Autoregressive language models have a fundamental hardware problem: they generate one token at a time, and each step requires loading the full set of model weights through GPU memory. That makes generation memory-bandwidth-bound rather than compute-bound, leaving most of the GPU’s arithmetic capacity idle. Speculative decoding, parallel verification schemes, and MoE sparsity are all attempts to claw some of that idle compute back. DiffusionGemma, released by Google DeepMind on June 10, takes a different route: change the generation algorithm entirely.

How it works

Rather than predicting tokens left-to-right, DiffusionGemma starts with a canvas of placeholder tokens and iteratively denoises them in parallel. This is the discrete diffusion approach applied to text — conceptually similar to how image diffusion models like Stable Diffusion start with noise and refine it, but adapted for the discrete token space that language models inhabit. The key architectural payoff is bidirectional attention: during denoising, every token can attend to every other token on the canvas simultaneously. Autoregressive models can only attend leftward (to tokens already committed), which constrains certain kinds of reasoning. A task like filling in a constrained template, writing a Sudoku solution, or generating structured data where the end affects the middle is structurally easier with bidirectional access.

For sequences longer than a single generation block, DiffusionGemma uses a block-autoregressive scheme: once a block is fully denoised and committed, it goes into the KV cache and the next block starts. This is a pragmatic compromise — pure parallel generation across arbitrarily long sequences would require keeping the whole context in a noisy, uncommitted state.
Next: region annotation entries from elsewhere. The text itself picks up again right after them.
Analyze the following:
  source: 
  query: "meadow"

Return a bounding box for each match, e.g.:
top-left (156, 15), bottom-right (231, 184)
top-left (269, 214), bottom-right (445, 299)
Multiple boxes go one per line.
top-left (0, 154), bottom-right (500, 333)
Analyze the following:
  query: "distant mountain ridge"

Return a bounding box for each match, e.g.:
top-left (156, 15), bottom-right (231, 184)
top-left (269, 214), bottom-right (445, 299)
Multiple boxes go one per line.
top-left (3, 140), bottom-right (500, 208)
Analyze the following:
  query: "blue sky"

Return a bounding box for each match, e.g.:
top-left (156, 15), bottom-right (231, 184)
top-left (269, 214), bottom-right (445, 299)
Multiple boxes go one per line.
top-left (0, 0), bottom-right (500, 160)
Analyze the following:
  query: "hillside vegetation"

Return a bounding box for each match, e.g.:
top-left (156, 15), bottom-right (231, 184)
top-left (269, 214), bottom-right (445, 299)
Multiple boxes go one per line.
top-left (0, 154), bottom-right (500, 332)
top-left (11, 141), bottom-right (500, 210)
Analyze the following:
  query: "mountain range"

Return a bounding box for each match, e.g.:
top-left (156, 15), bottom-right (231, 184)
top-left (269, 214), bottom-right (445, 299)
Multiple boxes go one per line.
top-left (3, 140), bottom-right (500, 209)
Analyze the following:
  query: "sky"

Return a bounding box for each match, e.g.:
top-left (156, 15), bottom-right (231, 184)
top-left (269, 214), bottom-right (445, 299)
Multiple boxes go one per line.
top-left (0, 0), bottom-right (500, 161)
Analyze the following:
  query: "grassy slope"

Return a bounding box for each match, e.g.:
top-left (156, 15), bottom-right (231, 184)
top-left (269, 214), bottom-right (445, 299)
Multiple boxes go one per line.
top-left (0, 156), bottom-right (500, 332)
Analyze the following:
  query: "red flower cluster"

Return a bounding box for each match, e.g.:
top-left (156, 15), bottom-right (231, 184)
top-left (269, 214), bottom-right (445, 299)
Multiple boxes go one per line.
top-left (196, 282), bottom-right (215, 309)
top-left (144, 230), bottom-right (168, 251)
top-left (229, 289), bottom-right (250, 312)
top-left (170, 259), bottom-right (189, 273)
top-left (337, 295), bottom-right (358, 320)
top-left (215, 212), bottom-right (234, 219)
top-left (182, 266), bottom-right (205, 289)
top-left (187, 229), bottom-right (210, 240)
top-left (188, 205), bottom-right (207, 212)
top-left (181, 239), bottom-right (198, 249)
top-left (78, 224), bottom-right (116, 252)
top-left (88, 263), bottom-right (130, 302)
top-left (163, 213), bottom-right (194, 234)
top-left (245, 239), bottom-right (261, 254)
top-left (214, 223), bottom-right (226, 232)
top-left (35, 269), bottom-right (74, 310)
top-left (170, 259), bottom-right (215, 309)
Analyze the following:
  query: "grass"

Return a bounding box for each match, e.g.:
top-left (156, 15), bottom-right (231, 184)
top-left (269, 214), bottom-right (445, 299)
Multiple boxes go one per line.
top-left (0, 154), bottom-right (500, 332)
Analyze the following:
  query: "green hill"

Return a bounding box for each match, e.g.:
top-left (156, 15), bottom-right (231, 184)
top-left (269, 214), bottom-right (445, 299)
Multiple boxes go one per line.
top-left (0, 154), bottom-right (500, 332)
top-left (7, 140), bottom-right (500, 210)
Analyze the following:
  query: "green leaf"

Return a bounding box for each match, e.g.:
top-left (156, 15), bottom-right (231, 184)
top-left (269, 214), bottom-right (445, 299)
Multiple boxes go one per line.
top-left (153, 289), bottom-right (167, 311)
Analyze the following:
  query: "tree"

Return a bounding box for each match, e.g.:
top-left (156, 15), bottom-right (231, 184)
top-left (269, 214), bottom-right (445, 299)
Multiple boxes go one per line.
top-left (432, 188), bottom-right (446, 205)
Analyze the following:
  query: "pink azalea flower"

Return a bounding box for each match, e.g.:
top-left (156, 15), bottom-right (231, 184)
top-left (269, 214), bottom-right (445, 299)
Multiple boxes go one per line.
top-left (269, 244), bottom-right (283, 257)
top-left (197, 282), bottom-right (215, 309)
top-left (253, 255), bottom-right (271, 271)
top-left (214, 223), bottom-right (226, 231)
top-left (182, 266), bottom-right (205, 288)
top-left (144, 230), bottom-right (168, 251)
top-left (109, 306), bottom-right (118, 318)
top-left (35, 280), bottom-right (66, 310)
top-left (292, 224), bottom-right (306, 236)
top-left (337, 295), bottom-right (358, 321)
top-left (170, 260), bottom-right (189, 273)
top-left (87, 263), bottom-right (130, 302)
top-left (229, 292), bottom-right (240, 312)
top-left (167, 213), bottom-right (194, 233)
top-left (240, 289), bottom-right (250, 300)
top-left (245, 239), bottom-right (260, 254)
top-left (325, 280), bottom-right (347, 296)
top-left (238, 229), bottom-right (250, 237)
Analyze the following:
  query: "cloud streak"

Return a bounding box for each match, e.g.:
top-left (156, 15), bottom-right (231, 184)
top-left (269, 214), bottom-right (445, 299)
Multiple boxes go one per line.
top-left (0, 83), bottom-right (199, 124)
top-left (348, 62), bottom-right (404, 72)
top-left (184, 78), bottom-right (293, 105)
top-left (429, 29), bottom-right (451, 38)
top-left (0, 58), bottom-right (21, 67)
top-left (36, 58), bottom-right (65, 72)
The model itself is built on the Gemma 4 26B-A4B MoE backbone: 25.2B total parameters with 3.8B active per token (8 of 128 experts routed per inference step). Quantized, it fits within 18 GB of VRAM — within reach of an RTX 4090 or RTX 5090.

The speed numbers

On a single NVIDIA H100, DiffusionGemma hits over 1100 tokens per second. On an RTX 5090 it reaches 700+ tokens/sec. Compared to its autoregressive counterpart, that’s roughly a 4× throughput improvement. The reason this works is that the diffusion process converts the memory-bandwidth bottleneck into a compute-bound problem — the GPU’s tensor cores have actual work to do across the full token canvas at each denoising step.

The quality tradeoff

The benchmark numbers are honest and Google didn’t try to hide them. Against autoregressive Gemma 4 26B-A4B:

BenchmarkDiffusionGemmaGemma 4
MMLU Pro77.6%82.6%
AIME 202669.1%88.3%
MMMU Pro (vision)54.3%73.8%
Codeforces ELO14291718

The gap is real and substantial — nearly 20 points on AIME and almost 300 Codeforces ELO points. For hard reasoning and competitive programming, DiffusionGemma is considerably weaker. Google’s own model card says: for maximum quality, use autoregressive Gemma 4. This model is for latency-sensitive applications where you can accept lower peak accuracy in exchange for raw throughput.

What it might actually be good for is the class of tasks where bidirectional attention matters more than sequential coherence: structured generation, constraint satisfaction, and scenarios where you need a fast first draft and can verify or filter output externally. The Sudoku fine-tuning result — 80% success after reducing inference steps from 48 to 12 — illustrates this: the model’s global context awareness made it easier to specialize for a constraint-heavy task.

Why this matters

Text diffusion has been in research papers for a while but has been slower to arrive in practice than image diffusion. The architecture requires rethinking how generation works at a fundamental level, and the quality gap versus autoregressive models has been a persistent obstacle. DiffusionGemma doesn’t close that gap — but it puts an open-weights, Apache 2.0 licensed, consumer-GPU-runnable text diffusion model in front of anyone who wants to experiment with it. The underlying approach (and the bidirectional attention advantage for constrained generation) is interesting enough that research built on top of it will follow quickly.

Whether discrete diffusion ever closes the quality gap enough to challenge autoregressive models at frontier capability levels remains an open question. What’s clear from the benchmark numbers is that we’re not there yet. But having a real production model with documented performance numbers and open weights is a better starting point for that answer than another research paper alone.